I think we should *not* require a particular definition for unprefixed [...].  Many Schemes use that as a synonym for (...), and I want to minimize syntactic changes (such differences would be a source of bugs).  A particular *implementation* might support [...] as having a special meaning, but that should be independent.

> x[foo bar] to ($bracket-apply$ x foo bar)

Ah, the proposal is to use $bracket-apply$ instead of bracketaccess.

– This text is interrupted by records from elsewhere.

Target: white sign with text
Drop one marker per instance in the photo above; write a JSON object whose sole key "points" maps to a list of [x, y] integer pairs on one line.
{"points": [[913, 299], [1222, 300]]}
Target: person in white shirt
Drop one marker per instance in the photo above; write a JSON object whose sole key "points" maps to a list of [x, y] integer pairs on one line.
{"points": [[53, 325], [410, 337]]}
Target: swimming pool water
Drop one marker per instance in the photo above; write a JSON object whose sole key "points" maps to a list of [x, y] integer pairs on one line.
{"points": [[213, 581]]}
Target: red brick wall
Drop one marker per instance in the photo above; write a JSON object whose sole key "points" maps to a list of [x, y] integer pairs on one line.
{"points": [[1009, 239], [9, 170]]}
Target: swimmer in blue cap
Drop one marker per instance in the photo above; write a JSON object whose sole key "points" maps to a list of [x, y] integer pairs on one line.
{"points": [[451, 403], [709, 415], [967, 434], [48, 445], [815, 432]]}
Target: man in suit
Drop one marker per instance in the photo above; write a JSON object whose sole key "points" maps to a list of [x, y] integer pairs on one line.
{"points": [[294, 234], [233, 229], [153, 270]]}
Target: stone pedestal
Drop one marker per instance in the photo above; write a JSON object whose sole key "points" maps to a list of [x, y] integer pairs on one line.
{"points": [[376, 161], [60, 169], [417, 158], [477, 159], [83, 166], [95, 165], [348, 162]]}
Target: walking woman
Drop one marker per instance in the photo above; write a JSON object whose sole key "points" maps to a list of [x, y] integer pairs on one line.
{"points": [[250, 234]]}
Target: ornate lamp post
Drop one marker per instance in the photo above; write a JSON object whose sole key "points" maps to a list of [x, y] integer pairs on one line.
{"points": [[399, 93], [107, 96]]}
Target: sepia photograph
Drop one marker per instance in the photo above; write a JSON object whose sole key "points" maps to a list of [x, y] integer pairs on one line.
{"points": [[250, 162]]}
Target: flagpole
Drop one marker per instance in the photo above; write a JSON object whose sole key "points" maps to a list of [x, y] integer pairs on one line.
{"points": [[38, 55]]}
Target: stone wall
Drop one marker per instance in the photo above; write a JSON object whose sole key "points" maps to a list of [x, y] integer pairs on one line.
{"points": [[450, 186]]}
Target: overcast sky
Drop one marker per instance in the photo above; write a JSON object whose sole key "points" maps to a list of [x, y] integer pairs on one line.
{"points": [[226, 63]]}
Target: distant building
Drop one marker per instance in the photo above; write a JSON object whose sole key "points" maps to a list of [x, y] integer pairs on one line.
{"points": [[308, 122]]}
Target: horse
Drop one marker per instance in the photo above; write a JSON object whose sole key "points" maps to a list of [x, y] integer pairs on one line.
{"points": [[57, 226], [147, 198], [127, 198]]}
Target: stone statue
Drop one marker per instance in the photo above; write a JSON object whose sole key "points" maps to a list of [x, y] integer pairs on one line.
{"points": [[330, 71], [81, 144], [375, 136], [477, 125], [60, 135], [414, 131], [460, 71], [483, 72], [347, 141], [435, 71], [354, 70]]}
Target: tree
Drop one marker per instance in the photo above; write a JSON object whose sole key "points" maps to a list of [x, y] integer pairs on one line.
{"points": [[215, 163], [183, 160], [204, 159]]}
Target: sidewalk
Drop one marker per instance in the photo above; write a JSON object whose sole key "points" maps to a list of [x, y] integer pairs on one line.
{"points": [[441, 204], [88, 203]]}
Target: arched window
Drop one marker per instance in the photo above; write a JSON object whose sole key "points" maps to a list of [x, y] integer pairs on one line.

I think it's critical that the bracket access symbol be available in other Lisps too - at least Scheme and Common Lisp.  My intent is for this notation to work *beyond* Scheme.  But $bracket-access$ is legal in Scheme (at least R5RS) and Common Lisp ("$" is a constituent character), so I think it meets that criteria.

I'm not fond of $bracket-apply$ - it's a little ugly.  But perhaps its ugliness is a virtual; people are unlikely to use it as an identifier.  And being compatible with a previous convention - especially if people actually use it in real code - has its pluses.

Is there any code that depends on $bracket-apply$?  How much?  And are there any other thoughts on this, good or bad?